I am in the city off of Chaparral Loop and I have made calls and written letters, as has another resident of the street, trying to get the City to enforce its code saying that an animal must have shelter and can’t be tethered to a stationary object.  There are two lovely large dogs who are chained day and night, sometimes with their water/food turned over, with no shade, at a house I drive by every time I go to town.  I’ve now witnessed no change in their state for eight weeks.  (I know it is all or most of the night as well because a family member has often driven by in the wee hours, 2 or 3 am.)

Animal shelter director Lupe Tarango was quoted as saying, “we are trying to get people to understand the [pet] has to stay on their property.”

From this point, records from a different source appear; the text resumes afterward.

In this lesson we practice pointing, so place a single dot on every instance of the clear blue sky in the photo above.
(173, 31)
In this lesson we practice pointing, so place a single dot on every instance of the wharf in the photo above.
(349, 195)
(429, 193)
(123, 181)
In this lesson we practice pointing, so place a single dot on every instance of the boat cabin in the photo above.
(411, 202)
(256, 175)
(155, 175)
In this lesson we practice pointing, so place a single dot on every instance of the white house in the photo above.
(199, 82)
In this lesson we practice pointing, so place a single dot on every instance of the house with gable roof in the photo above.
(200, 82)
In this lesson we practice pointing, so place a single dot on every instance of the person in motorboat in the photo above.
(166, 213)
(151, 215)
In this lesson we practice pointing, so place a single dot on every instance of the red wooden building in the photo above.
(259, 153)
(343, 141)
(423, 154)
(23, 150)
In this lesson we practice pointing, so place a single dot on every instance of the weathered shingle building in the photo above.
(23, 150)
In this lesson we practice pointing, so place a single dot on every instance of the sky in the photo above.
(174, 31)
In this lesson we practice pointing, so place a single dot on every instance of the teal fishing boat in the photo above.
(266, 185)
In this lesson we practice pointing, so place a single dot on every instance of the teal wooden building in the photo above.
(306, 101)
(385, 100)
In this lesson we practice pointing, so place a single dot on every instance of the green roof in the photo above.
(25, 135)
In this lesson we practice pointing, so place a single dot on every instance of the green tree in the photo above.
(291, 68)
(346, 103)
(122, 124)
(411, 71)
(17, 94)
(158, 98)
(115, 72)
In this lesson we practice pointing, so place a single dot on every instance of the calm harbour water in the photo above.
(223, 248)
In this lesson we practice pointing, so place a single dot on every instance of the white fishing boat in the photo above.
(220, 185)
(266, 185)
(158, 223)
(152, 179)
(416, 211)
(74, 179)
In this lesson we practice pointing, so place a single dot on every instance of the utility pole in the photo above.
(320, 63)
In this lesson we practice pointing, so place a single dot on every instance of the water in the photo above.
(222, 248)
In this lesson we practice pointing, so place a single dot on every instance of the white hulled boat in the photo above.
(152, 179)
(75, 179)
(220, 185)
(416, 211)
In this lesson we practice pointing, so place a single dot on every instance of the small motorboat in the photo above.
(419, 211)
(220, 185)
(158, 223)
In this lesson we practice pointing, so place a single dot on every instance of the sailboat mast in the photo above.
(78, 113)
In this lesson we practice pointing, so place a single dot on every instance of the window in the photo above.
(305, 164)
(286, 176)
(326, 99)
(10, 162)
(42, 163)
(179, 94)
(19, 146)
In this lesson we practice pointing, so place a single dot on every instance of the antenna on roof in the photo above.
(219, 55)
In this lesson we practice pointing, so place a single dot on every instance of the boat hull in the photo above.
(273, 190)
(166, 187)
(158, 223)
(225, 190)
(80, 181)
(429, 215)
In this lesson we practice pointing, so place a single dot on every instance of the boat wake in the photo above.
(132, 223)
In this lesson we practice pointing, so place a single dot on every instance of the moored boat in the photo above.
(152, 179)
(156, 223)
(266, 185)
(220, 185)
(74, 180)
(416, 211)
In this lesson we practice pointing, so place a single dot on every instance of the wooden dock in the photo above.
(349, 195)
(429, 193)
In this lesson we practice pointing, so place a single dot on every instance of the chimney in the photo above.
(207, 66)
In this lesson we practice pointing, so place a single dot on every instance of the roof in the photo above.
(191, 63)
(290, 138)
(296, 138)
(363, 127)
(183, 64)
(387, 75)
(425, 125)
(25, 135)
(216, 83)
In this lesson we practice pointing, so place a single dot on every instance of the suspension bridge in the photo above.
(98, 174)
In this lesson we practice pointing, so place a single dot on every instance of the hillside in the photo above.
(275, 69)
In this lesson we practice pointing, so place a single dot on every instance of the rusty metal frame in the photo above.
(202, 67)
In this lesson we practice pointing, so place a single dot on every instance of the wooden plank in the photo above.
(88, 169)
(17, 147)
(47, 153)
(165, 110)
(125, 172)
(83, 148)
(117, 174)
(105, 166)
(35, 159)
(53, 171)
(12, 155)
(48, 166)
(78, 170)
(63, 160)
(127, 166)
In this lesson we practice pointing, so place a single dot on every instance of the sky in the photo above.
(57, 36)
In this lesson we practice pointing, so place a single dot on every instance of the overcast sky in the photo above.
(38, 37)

Wouldn’t people be more likely to “understand” if the codes were enforced?  One understands the shelter is full.  (And I don’t believe there is any excuse for spay/neuter laws not being enforced nor for the shelter being insufficiently funded/managed).  But in a case of animal neglect such as the one near my house, the control officer doesn’t need to impound—he can enforce the straightforward shelter/tethering laws.

Pet overpopulation and abuse falls under the purview of the city and the county, which have relied on volunteers and donations for too long, and they are insufficient.  The laws were made by democratic representatives and need to be enforced.